Facebook parent company Meta is building a massive AI supercomputer with the help of Nvidia DGX A100 systems. The machine should be the most powerful of its kind.
Meta plans to build the world’s most powerful AI supercomputer with the AI Research SuperCluster (RSC). When finished, the system will combine 16,000 Nvidia A100 GPUs with 4,000 AMD Epyc Rome 7742 processors. Each individual compute node is an Nvidia DGX A100 system with two CPUs and eight GPUs. In total, RSC will contain 2,000 notes. The supercomputer will be glued together with the Nvidia Quantum Infiniband interconnect, which has a capacity of 200 GB/s.

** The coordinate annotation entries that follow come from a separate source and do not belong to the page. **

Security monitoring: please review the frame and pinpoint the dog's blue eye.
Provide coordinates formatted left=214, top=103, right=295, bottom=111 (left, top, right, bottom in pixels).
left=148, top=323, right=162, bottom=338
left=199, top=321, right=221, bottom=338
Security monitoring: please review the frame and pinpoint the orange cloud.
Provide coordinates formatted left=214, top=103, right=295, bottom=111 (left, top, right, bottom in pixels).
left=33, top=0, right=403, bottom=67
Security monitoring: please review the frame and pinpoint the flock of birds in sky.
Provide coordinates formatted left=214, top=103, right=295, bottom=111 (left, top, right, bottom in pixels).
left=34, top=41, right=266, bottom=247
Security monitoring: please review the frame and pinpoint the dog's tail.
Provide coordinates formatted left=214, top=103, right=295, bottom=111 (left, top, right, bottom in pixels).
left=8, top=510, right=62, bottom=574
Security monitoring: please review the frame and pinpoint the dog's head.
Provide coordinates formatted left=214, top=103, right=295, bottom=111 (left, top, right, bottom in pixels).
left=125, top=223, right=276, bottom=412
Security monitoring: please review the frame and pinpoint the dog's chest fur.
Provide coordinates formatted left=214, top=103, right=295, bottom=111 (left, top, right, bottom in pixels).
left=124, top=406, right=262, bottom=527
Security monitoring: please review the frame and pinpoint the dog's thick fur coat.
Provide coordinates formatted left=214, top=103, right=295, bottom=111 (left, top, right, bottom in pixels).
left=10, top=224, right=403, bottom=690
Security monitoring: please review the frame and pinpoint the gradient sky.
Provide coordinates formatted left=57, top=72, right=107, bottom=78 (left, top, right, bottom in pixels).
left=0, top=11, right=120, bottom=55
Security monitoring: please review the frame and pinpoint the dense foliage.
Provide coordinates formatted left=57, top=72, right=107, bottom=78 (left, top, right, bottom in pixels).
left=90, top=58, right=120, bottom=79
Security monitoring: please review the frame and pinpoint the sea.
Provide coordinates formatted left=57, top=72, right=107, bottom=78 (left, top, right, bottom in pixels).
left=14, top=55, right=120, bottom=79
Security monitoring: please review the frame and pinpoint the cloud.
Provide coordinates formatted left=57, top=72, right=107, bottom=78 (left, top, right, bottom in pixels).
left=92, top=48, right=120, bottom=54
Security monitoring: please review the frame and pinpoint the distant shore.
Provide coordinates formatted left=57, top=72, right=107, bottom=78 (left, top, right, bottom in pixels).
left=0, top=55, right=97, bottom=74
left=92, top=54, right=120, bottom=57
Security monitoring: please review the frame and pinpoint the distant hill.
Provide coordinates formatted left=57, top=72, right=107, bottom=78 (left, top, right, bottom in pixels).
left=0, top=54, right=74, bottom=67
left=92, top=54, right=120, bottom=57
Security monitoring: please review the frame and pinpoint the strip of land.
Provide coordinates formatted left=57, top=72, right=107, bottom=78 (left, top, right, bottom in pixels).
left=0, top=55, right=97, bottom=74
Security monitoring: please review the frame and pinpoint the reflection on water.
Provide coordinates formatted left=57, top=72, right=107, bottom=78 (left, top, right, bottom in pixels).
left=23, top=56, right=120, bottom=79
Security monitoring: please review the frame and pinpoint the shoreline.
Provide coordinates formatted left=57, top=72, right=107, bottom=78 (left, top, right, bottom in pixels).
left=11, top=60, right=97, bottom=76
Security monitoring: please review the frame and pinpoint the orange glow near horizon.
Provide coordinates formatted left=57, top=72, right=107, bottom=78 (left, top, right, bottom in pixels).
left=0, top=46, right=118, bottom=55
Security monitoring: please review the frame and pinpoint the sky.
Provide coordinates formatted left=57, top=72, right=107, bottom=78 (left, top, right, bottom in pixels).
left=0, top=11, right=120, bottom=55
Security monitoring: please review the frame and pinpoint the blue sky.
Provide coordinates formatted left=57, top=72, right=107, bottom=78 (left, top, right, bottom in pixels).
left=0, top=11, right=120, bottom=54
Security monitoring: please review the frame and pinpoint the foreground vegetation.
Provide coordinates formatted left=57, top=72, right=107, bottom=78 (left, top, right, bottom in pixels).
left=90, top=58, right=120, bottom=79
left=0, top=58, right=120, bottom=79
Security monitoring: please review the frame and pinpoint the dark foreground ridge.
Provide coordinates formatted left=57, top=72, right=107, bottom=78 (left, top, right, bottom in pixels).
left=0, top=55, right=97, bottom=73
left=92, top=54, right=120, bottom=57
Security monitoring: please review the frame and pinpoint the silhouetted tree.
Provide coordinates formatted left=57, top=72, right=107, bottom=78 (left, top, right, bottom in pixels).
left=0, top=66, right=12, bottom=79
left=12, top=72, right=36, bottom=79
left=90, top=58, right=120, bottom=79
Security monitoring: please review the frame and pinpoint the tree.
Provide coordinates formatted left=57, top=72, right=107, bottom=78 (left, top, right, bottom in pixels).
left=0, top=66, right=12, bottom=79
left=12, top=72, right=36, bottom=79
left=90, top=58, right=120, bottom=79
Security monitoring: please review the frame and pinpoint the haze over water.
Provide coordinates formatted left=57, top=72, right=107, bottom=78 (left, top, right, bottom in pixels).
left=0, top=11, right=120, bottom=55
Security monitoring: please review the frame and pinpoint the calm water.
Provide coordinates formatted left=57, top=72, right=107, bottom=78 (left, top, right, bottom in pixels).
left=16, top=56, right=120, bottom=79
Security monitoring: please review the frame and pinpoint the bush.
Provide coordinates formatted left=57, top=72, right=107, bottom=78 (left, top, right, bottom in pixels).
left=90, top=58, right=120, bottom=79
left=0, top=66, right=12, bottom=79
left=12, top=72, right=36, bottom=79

Meta expects its RSC to provide five exaflops of mixed-precision (FP16 and FP32) computing power. This will make the cluster more or less an exascale supercomputer. After all, Nvidia and Facebook’s parent company are focusing on AI-specific benchmarks, rather than general benchmarks to officially set a system’s computing power for a place in the Top 500. How the system will perform there is unclear.
Expand
Today, the RSC system already exists with 760 DGX-A100 nices, good for 1,895 petaflops of AI computing performance. Meta will expand the supercomputer to the overall system in the coming months. Mark Zuckerberg’s company hopes to use the supercomputer to train very sophisticated AI models that can support real-time translation, among other things. Furthermore, Meta plans to use the Research SuperCluster for AR-related research.
Meta relies on Nvidia partner Penguin Computing to build the supercomputer. That will roll out the entire infrastructure. Penguin will eventually provide the cluster with one exabyte of superfast storage with a bandwidth of 16 terabytes per second. For that, the company relies on storage technology from Pure Storage.